Friday 10 May 2013

Piano

We retired our old piano this week.



This was a rather melancholy moment for me.

The piano was old – manufactured around 1905, according to the man who did some work on it a couple of years ago – and I love old things.




And this particular old piano held a lot of memories for me. It belonged to my parents before it belonged to me.

When I was very young, after all the kids were in bed, my mom would sit down at the piano and play. I loved falling asleep to the sound of her music.

My mom gave me my first piano lessons on it when I was 8 years old.




I taught my first piano lessons to my younger brother on that piano. That was his one and only year of piano lessons, but I have taken credit for all his subsequent musical prowess on account of that one year.

I practiced many years worth of piano on that piano. I remember thinking one time in high school that it was during some of these practices that I was following Jesus' imperative to “not let your left hand know what your right hand is doing .” (Mt 6:3)

These last two memories may have happened in the same year.

I taught my own children their first piano lessons on this piano, some more willingly than others.




But the piano was old and had suffered many difficulties in its' latter years. A period of cold and disuse. A period (in between my parent's ownership and ours) of misuse where it lost a number of its ivories. A couple years of high humidity, a couple years of brittle dryness. These are hard on a piano, particularly this old piano. Its sound board had two major cracks and it wouldn't hold its tune any more, making any piano practicing painful to listen to – even when all the right notes were played.




So we hauled it out to make room for a different one. One that has all its ivories and an uncracked sound board.

But first we had to get it out of our neighbors' basement.

They said it hadn't be hard to get it down.

Only this time we were going in a different direction. Up is a little more challenging. And these seemed like particularly steep stairs. Stairs are always particularly steep when a piano is involved.

We enlisted the help of the musical brother (in payment for all those amazing lessons 20 years ago!) and the help of the neighbour whose wife had sold us the piano. And of course, my husband who knows how to do things.  Like hauling a piano out of a basement.

I, on the other hand, only know how to worry about how to do things. How were we going to get this thing out of the basement and up the stairs without someone ending up squashed beneath a piano? Were these ropes going to hold? Was the piano going to tip and put a hole in our neighbours' wall? Was anyone going to end up with a hernia or excruciating back pain? Oh dear, oh dear!

Long story short, the piano is currently in my living room, ready to be played.
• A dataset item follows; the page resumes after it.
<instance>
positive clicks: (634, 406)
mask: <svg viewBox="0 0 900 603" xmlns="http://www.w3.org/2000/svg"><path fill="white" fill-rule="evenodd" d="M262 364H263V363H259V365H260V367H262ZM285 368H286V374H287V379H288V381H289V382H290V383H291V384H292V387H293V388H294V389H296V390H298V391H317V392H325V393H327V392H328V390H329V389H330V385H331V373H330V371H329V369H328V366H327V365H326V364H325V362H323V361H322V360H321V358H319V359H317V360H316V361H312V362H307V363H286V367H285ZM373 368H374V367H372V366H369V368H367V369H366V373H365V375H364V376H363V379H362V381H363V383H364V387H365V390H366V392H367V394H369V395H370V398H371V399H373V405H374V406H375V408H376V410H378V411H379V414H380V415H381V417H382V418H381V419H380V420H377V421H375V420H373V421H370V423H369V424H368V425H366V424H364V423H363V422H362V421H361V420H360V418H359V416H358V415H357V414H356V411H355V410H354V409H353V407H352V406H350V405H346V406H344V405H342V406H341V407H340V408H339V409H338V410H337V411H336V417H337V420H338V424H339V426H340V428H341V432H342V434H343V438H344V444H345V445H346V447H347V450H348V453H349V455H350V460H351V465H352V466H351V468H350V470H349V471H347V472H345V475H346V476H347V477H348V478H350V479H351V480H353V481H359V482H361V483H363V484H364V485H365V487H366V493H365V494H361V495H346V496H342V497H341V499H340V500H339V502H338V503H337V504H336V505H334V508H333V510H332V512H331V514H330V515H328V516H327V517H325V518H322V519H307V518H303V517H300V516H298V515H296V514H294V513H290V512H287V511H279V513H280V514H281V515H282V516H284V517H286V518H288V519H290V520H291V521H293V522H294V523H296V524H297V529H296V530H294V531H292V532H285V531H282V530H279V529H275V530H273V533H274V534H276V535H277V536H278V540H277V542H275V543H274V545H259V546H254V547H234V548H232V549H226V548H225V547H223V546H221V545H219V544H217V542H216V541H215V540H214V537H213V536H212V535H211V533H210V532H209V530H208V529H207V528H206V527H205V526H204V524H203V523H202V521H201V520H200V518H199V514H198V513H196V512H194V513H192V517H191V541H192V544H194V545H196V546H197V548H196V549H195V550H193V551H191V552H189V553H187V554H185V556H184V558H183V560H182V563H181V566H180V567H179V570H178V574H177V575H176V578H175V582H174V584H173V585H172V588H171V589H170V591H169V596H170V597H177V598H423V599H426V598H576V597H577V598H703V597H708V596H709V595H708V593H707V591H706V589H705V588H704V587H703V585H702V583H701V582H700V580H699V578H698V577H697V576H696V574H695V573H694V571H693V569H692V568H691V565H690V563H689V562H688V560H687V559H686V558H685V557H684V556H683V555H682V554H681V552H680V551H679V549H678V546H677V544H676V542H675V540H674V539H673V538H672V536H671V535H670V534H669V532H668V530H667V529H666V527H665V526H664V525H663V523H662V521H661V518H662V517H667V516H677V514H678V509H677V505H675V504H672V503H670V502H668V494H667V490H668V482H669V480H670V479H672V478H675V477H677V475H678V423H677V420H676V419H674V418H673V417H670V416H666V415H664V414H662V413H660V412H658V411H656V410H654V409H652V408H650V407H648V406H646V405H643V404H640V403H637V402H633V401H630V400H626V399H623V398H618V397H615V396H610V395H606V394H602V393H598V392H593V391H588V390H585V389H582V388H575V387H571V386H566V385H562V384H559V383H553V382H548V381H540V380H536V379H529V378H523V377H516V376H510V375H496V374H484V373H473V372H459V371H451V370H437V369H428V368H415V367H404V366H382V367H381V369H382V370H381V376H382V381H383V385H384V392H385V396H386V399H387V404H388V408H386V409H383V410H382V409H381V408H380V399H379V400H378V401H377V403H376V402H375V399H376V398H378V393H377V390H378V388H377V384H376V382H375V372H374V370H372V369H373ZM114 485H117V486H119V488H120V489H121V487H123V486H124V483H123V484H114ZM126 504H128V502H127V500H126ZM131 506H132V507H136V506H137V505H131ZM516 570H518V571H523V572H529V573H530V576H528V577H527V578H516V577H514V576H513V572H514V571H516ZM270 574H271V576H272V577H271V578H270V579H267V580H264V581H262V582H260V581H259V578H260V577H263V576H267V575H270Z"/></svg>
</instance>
No one died or was injured. We left the house in good repair.

My husband was exhausted. He said his back was fine; it just took a lot of energy to be the “Yes, we can” guy. Probably especially when your wife is flitting about worrying and expecting anyone to die at any moment.

You'd think that I would know a thing or two about how helpful worry is by now. My brother, in relating another piano-moving story, likened the worrying owner to an irritating fly that you can't swat away because your hands are full. What would I have done if the piano had ended up on top of someone? Said “I told you so?” “I knew this would happen?” Something equally helpful?  Is hand-wringing and "voicing my concerns" really the best way to show that I care?

I don't generally think of myself as a worrier – so long as everything goes according to my plan. The obvious solution to my worrying, then, is that everybody and everything just cooperate and participate in my good plan. It's only when I come up against some resistance to this solution, or when I don't have a plan for the situation in front of me, that I begin to worry. Which is as helpful to the situation as an irritating fly.

In Luke12:25, Jesus asks his disciples: “Who of you by worrying can add a single hour to your life? [or, I might add, to the life of anyone else, including a piano mover?] Since you cannot do this very little thing, why do you worry about the rest?”   

I am guaranteed obstacles in life, things or people or events I can't control. A quote I read this morning may have some insight for this predicament. Theologian Richard Rohr says, “Faith is not for overcoming obstacles; it is for experiencing them.”